A group of us are lobbying for a curb extension one of the crosswalks at Langley Path on Langley Street. It's an important school crossing for Bowen School. It's a point of access for those on the east of Langley to the Bowen playground and playing fields. And, it's a point of access for those on the west of Langley to the reservation lands. Finally, of course, it's a connection between the neighbors on either side of the street.
It's ironic that it's legal to park a car right next to the crosswalk and effectively narrow the street by as much as the proposed curb extension. But, so far, there is no accommodation for pedestrians, in part because of the concern for the effect on traffic.
Again, 6-plus foot wide car. Okay. Four- to six-foot wide curb extension. Not in the cards.

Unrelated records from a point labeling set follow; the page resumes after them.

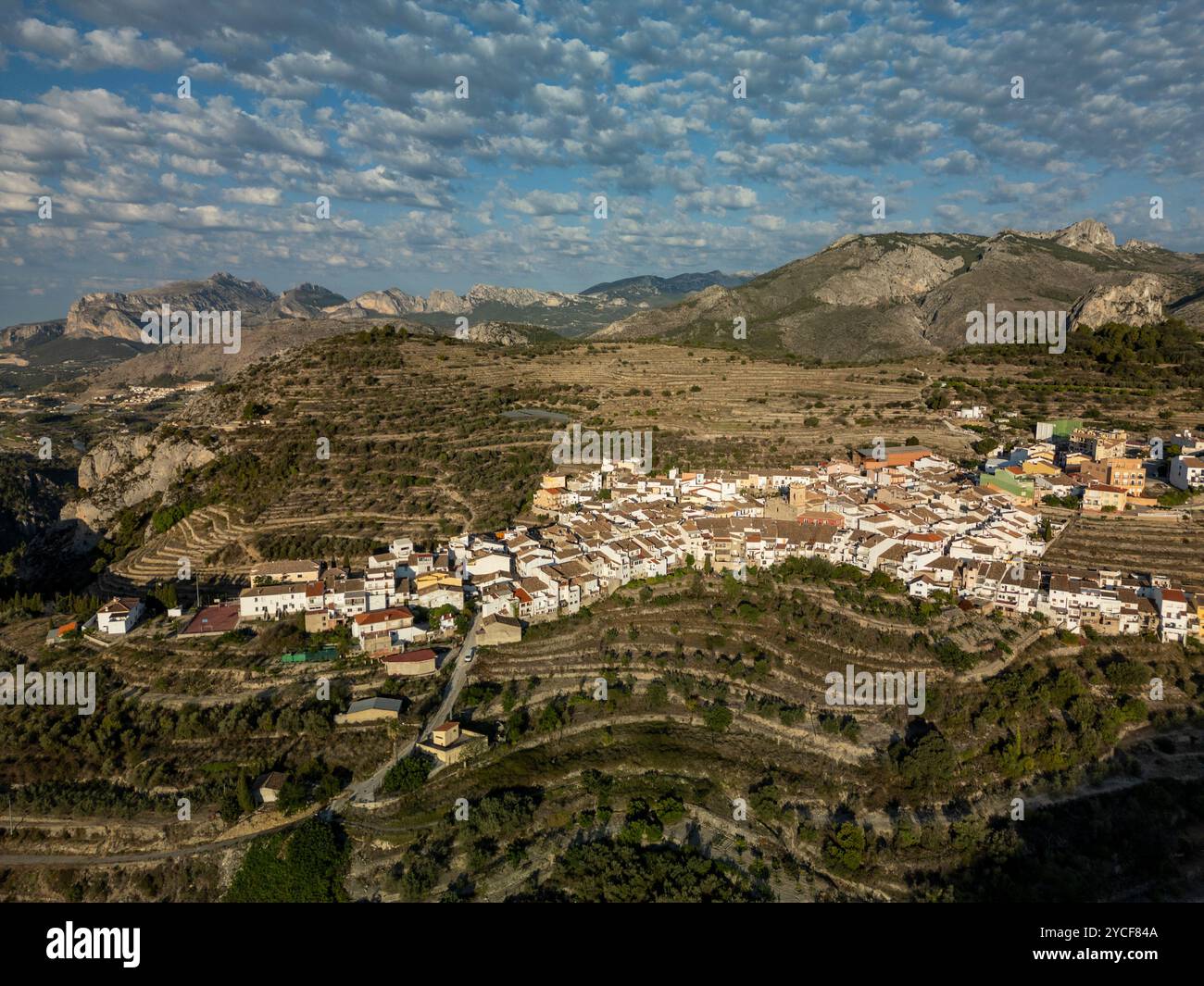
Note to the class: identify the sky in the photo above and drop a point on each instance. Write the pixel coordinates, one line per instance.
(357, 101)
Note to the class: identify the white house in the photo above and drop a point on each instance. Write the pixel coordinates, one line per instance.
(270, 602)
(119, 614)
(1186, 471)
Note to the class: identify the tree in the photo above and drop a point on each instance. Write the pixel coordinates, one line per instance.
(846, 849)
(405, 776)
(717, 718)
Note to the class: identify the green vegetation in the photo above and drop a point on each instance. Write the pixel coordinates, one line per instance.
(302, 867)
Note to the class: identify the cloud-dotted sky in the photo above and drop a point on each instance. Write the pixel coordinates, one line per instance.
(357, 101)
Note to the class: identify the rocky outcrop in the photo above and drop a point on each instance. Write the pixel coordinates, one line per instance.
(1138, 303)
(392, 301)
(113, 313)
(497, 333)
(1140, 245)
(125, 469)
(520, 297)
(639, 289)
(304, 301)
(877, 275)
(1086, 235)
(31, 333)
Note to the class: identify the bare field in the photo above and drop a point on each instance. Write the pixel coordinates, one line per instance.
(1168, 547)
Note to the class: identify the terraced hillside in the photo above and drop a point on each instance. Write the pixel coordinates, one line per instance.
(420, 443)
(1171, 544)
(714, 753)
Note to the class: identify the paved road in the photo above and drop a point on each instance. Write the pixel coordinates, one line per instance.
(366, 790)
(147, 857)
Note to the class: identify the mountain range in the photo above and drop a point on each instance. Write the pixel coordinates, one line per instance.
(874, 296)
(862, 297)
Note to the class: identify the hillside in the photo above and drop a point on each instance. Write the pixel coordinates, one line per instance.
(870, 297)
(662, 291)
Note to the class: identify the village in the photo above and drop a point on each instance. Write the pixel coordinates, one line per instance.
(906, 512)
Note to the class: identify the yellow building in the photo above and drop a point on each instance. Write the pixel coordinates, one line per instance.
(1100, 497)
(449, 743)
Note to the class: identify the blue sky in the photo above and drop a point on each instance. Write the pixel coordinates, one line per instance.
(357, 101)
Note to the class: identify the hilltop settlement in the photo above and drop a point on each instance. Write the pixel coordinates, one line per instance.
(946, 533)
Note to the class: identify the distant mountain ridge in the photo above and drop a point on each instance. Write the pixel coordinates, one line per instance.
(645, 287)
(859, 299)
(885, 295)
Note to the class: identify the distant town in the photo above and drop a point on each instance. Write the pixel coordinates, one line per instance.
(938, 529)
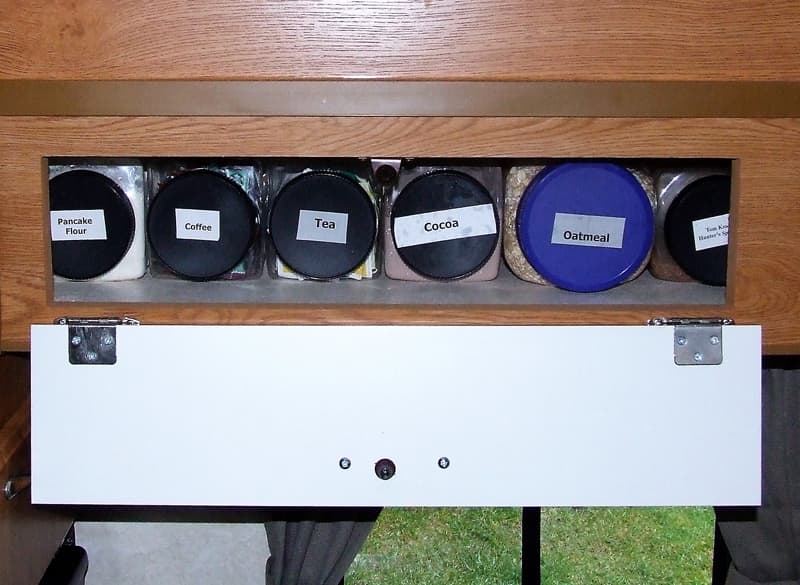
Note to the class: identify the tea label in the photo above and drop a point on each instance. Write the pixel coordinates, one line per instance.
(322, 226)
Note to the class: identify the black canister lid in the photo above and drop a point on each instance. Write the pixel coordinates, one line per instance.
(445, 225)
(323, 224)
(696, 229)
(92, 224)
(201, 224)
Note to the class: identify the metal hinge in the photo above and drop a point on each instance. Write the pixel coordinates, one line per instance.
(696, 342)
(93, 340)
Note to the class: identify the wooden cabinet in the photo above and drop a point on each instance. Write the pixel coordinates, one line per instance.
(29, 536)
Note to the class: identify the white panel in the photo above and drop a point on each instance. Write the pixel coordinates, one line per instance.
(261, 416)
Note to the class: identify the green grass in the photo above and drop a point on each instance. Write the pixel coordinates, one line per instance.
(481, 546)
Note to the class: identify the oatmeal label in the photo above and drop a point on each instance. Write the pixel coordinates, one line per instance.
(78, 224)
(322, 226)
(595, 231)
(448, 224)
(710, 232)
(197, 224)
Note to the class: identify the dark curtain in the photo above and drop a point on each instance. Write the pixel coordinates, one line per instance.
(764, 542)
(315, 546)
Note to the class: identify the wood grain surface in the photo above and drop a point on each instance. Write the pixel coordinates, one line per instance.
(413, 39)
(763, 287)
(28, 536)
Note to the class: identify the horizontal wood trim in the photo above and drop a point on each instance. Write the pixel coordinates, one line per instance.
(377, 98)
(763, 281)
(374, 39)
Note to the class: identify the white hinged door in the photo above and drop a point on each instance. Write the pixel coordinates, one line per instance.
(396, 415)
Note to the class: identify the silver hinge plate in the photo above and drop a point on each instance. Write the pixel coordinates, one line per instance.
(93, 340)
(696, 342)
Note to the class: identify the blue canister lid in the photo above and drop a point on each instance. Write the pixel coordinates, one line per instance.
(585, 226)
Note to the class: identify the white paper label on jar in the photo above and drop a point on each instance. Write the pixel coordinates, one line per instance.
(594, 231)
(78, 224)
(710, 232)
(197, 224)
(322, 226)
(447, 224)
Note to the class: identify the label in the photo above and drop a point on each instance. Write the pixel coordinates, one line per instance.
(710, 232)
(322, 226)
(78, 224)
(594, 231)
(197, 224)
(448, 224)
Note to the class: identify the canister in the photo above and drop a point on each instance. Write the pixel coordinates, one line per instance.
(97, 221)
(444, 224)
(692, 224)
(583, 226)
(203, 221)
(323, 223)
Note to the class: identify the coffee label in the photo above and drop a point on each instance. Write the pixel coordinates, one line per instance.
(78, 224)
(197, 224)
(322, 226)
(448, 224)
(710, 232)
(595, 231)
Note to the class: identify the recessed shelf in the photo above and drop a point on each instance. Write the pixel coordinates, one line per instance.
(505, 290)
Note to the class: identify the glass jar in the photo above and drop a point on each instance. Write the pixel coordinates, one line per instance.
(97, 221)
(443, 223)
(692, 224)
(581, 226)
(323, 223)
(204, 220)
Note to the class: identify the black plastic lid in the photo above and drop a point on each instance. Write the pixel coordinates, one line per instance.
(443, 191)
(702, 199)
(204, 191)
(89, 190)
(323, 224)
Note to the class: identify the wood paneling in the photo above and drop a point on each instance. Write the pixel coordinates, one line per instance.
(764, 286)
(28, 536)
(415, 39)
(587, 99)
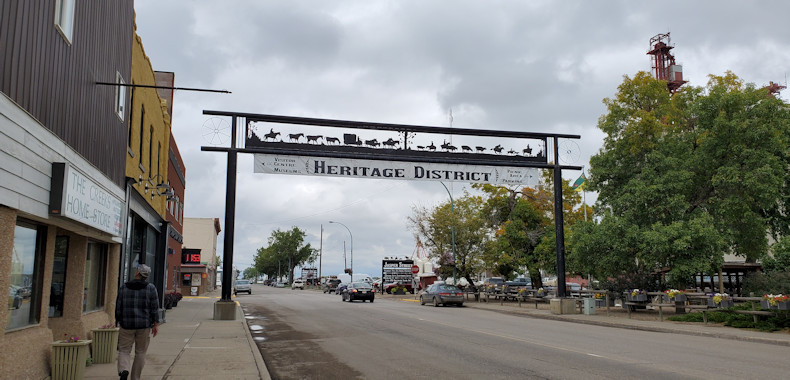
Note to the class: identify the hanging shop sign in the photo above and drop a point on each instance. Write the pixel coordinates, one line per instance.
(375, 169)
(77, 196)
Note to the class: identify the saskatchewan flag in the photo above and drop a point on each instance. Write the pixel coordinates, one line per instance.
(579, 184)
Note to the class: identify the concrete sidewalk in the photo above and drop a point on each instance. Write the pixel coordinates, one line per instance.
(191, 345)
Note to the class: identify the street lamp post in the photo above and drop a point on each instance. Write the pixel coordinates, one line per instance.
(452, 229)
(352, 248)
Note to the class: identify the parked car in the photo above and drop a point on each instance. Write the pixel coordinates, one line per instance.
(331, 285)
(297, 284)
(442, 294)
(242, 286)
(358, 291)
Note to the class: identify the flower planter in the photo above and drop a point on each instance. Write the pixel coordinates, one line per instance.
(636, 298)
(679, 298)
(68, 359)
(725, 303)
(105, 344)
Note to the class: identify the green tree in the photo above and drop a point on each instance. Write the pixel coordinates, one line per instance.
(286, 250)
(523, 224)
(683, 179)
(434, 229)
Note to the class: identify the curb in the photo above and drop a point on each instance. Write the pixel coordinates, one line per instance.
(263, 371)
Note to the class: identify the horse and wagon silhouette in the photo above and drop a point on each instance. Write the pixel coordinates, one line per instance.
(390, 143)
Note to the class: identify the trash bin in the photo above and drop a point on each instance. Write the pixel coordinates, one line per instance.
(589, 306)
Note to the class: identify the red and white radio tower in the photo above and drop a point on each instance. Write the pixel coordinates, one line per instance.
(664, 67)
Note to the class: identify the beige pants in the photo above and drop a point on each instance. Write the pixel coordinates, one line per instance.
(140, 339)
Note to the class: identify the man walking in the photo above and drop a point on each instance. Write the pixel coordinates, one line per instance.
(137, 312)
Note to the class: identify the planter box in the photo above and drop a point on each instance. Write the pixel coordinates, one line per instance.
(68, 360)
(601, 302)
(723, 304)
(105, 344)
(636, 298)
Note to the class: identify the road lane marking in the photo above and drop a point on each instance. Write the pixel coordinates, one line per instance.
(523, 340)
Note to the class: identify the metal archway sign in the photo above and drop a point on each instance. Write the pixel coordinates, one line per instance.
(342, 148)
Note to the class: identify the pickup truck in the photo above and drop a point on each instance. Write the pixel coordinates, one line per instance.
(330, 286)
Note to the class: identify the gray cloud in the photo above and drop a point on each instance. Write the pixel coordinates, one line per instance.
(539, 66)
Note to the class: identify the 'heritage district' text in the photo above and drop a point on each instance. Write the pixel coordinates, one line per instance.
(419, 172)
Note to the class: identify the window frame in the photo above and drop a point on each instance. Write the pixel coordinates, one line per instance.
(36, 275)
(95, 293)
(120, 96)
(64, 19)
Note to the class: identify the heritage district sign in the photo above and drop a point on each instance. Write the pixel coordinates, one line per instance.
(396, 271)
(374, 169)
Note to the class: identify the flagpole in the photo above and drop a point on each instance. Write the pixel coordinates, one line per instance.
(584, 198)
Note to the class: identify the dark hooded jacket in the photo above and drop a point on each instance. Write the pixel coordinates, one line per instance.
(137, 306)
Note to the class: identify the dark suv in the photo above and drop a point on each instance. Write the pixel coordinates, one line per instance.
(331, 285)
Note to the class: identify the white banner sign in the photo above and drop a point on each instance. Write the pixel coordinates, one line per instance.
(341, 167)
(82, 199)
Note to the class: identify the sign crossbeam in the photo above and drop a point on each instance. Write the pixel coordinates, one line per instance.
(356, 151)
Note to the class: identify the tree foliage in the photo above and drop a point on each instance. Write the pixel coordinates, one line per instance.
(684, 179)
(286, 250)
(434, 228)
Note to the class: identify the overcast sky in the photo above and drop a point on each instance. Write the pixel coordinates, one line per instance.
(533, 66)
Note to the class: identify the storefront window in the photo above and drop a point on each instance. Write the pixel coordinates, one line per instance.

There ought to be a curb extension at Langley (and we'll keep working on it), but there's a more general case to be made. Herewith, the NS&S crosswalk rule:
Every crosswalk in the city should have a curb extension as wide as any adjacent parking lane.Two exceptions:
- The curb extension should be reduced to the extent necessary to maintain minimum standards for emergency vehicle access. (But, it might be better to move a crosswalk off the corner slightly to have both a full curb extension and the necessary access.)
- There needn't be a curb extension where parking is prohibited for a certain period during the day to create a traffic lane. For instance, the parking lane on Beacon Street east of Centre Street becomes a travel lane from 4-6 PM each day.
I'd make a city goal to remove 200 feet of crosswalk each year. (Two five-foot curb extensions on twenty crosswalks.)